The cash flow news / discount rate news decomposition is given by
$$r_{t+1}-\mathbb{E}_t[r_{t+1}]=(\mathbb{E}_{t+1}-\mathbb{E}_t)\sum_{j=0}^{\infty}\rho^j\Delta d_{t+1+j}-(\mathbb{E}_{t+1}-\mathbb{E}_t)\sum_{j=1}^{\infty}\rho^j\Delta r_{t+1+j},$$
where $r_{t}$ is log-return $d_{t}$ is log-dividend and $\rho$ is a constant. This follows directly from the Campbell-Shiller decomposition.
Here the second term is discount rate news that determines shocks to the path of expected log-returns. This will be zero if expected stock returns are constant as in older finance theories. On the other hand, it is generally non-zero if returns are predictable.

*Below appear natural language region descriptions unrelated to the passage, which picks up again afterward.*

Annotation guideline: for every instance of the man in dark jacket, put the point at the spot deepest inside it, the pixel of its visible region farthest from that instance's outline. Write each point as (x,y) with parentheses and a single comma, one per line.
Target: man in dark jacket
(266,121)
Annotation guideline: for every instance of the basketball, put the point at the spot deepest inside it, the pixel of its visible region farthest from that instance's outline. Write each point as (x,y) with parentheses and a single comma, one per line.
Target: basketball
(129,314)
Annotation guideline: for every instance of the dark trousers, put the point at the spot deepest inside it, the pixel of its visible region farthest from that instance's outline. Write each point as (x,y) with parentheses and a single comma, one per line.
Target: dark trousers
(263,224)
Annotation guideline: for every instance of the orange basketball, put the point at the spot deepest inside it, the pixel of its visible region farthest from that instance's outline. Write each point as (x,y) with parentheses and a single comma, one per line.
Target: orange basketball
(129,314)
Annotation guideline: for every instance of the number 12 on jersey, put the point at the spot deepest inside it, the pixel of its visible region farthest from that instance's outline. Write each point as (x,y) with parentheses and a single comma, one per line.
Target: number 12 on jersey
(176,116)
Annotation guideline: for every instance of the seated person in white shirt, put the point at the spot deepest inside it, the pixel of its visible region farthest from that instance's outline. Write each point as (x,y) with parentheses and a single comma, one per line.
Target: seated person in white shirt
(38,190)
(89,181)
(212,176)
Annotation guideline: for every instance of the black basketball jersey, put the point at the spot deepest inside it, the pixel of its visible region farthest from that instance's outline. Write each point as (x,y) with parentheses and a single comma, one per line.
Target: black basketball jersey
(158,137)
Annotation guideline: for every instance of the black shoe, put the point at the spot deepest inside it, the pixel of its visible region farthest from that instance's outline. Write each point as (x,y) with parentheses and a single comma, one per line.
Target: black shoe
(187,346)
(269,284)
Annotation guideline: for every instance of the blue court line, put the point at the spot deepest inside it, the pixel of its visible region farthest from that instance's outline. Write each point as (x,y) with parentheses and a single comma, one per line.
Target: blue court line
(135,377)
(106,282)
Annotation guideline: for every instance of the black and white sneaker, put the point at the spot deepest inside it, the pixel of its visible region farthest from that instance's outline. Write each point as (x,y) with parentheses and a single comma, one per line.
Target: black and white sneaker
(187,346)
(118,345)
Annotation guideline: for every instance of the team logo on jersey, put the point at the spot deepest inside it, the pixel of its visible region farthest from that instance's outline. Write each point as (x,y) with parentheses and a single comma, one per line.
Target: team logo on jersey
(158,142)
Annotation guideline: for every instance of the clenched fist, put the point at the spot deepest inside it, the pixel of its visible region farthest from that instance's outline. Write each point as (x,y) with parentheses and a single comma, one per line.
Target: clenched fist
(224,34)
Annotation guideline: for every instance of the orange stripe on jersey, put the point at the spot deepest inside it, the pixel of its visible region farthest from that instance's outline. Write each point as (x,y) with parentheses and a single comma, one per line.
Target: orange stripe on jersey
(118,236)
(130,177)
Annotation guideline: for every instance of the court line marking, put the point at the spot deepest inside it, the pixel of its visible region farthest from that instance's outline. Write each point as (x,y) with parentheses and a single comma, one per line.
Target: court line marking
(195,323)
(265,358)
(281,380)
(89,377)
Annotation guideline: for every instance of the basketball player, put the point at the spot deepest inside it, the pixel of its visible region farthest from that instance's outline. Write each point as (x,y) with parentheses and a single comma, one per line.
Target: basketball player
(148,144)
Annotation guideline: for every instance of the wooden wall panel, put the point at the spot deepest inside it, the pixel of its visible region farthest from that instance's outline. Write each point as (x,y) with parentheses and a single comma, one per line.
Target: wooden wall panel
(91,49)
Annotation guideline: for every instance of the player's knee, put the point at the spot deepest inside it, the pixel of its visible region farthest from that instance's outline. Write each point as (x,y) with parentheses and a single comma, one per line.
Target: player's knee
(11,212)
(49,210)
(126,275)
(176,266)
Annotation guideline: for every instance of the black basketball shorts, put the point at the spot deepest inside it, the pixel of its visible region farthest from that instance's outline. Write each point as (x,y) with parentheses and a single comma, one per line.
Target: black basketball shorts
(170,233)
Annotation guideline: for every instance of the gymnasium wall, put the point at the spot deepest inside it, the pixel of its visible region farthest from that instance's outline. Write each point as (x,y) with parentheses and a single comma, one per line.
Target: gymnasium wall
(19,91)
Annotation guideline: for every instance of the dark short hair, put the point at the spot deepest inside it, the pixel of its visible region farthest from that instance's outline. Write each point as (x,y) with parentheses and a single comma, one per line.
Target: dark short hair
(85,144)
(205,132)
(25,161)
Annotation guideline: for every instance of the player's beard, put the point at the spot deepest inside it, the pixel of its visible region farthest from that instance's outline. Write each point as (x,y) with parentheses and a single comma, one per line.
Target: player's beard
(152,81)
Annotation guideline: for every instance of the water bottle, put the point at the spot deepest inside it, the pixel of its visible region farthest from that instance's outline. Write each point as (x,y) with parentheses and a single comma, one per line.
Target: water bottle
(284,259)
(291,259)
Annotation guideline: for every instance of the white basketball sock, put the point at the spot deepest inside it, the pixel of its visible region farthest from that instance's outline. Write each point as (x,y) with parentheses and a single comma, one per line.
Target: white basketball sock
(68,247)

To see this assume we find $\beta\neq 0$ for some predictor $x_t$ so that
$$r_{t+1}=\alpha +\beta x_t+\epsilon_{t+1}.$$
Then the discount rate news component is
$$(\mathbb{E}_{t+1}-\mathbb{E}_t)\sum_{j=1}^{\infty}\beta\rho^j\Delta x_{t+1+j}$$
For simplicity assume the predictor is AR(1) with persistence $\lambda$.
$$(\mathbb{E}_{t+1}-\mathbb{E}_t)\sum_{j=1}^{\infty}\beta\rho^j\Delta x_{t+1+j}=(x_{t+1}-\lambda x_t)\frac{\beta\lambda\rho}{1-\rho\lambda}.$$
Hence return predictability implies that return variation is partly driven by discount rate news. Modern asset pricing theories try to explain why certain variables $x_t$ can forecast returns. In the habit model the key predictor is consumption growth so higher consumption means lower expected returns. This can also explain why price-dividend ratios forecast returns. In the long run risk model there are two predictors: expected consumption growth and consumption volatility.
The cash flow news component does not create return predictability but creates variance in returns as a positive shock to future cash flows leads to higher returns.